強引社長の甘い罠
「七海様がいらっしゃったらお二人分のお食事をご用意するようにと承っております。桐原様は少し遅れていらっしゃるようですが、このままお待ちになりますか?」

 私はもう一度テーブルに目をやった。なぜこれが一人分だと決め付けたのだろう。そんなこと、聞かなくてもわかるはずだったのに。だって、テーブルの上には、二人分のカトラリーが並んでいる。これを見て一人分だと思う方がどうかしている。客室係だって怪訝に思って当然だ。
 でも待って。そんなことより、彼は今、何て言った? 私が眉をひそめたとき、ドアが閉まる音が背後で聞こえた。

「その必要はない」

 上着を脱ぎながらムスッとした表情で部屋に入ってきたのは祥吾だった。接客のプロである客室係二人の間にすぐさま緊張が走ったのがわかった。

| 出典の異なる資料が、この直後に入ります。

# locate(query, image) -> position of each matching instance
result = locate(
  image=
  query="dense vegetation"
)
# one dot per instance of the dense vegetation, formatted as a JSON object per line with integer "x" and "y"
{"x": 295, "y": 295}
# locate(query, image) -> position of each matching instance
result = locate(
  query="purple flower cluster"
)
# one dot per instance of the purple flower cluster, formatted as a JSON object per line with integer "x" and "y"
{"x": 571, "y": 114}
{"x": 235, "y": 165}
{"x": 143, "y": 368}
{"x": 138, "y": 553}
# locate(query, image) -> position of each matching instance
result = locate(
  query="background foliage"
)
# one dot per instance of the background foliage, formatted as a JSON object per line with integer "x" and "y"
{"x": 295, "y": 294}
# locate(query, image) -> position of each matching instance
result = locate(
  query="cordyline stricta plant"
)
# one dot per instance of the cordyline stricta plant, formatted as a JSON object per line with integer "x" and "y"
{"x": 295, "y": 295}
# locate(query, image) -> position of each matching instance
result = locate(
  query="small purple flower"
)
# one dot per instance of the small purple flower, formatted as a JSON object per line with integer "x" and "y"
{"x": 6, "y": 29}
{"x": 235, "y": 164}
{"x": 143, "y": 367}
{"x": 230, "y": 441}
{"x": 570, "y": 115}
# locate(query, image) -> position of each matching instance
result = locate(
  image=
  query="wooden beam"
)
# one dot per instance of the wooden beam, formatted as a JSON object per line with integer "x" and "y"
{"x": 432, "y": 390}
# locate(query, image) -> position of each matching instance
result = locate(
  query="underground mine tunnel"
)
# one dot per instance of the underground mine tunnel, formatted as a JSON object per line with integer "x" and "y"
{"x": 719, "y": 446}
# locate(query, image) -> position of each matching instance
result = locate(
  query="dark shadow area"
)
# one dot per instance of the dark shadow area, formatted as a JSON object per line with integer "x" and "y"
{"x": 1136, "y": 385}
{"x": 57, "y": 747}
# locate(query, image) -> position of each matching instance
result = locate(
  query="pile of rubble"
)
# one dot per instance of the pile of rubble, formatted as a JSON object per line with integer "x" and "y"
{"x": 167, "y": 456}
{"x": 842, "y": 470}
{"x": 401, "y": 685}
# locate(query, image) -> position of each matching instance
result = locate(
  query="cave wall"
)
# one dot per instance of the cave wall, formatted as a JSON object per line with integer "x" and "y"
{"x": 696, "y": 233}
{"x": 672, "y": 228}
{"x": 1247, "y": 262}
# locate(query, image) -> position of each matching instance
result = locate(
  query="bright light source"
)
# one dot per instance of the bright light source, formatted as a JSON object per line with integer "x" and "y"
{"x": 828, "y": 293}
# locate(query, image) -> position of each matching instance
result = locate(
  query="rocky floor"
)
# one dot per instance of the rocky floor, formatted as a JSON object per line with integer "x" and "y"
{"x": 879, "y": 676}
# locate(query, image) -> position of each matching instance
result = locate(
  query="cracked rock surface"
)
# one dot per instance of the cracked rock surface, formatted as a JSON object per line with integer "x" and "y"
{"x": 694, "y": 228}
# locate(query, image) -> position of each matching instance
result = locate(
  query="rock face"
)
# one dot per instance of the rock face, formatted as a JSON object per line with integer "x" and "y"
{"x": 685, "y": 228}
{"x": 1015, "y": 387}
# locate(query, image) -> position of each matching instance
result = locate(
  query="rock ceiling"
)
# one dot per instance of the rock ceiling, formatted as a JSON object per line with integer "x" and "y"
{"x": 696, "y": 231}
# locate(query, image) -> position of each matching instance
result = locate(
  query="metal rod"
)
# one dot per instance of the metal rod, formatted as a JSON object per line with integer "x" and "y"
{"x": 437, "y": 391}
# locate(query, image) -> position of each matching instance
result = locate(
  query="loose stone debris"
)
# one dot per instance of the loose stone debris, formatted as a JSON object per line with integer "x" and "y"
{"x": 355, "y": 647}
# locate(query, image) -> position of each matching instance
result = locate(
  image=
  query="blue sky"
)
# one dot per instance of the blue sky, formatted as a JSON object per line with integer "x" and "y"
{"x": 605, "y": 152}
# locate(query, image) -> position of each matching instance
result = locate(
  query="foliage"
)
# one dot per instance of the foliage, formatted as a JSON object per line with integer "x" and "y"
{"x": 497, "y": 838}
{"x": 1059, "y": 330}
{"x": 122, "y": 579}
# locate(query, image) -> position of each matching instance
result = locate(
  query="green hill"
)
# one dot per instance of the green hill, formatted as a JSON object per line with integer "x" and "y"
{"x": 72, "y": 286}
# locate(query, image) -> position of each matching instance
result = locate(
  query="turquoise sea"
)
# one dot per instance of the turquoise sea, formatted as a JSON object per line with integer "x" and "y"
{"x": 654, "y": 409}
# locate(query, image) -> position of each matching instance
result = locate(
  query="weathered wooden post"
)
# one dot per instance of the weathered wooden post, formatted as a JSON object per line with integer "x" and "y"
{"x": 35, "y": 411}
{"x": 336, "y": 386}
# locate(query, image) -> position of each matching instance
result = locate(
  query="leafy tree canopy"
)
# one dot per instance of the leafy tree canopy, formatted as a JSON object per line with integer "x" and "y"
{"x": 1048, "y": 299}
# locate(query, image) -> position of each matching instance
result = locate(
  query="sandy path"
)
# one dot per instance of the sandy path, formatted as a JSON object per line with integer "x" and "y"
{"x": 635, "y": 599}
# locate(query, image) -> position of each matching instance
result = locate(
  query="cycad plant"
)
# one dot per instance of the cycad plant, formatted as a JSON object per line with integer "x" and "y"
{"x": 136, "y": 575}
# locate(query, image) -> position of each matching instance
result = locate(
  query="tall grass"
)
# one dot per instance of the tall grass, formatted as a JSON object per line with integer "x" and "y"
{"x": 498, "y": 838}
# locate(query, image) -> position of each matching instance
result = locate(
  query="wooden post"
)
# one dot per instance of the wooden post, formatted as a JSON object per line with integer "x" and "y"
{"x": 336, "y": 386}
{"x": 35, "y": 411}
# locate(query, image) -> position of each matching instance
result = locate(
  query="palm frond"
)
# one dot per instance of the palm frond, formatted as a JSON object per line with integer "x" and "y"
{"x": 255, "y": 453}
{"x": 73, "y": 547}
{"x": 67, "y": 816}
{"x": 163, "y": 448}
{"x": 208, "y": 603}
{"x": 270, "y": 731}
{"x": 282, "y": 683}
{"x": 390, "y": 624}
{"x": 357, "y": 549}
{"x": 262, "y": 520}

 背の高い彼がその端正な顔にある青い瞳で一瞥すると、辺りの空気が引き締まり、誰もが息を呑んで背筋を伸ばす。だけど私はそんなの平気だ。私がこのとき、この部屋にいる誰よりもその場で凍りついていたのはそんな理由からじゃない。今までそれなりの常識を持って生きてきた私の中で、理解できないことが立て続けに起きているからだ。

 恋人だった祥吾に突然会えなくなったと思えば、彼には別の相手が出来ていた。それなのに彼はこうして私のプライベートにまで口を出し、たった今、私と一緒に食事をしようとしている。私は彼の将棋の駒だ。駒は彼に操られ、そこに駒の意思はない。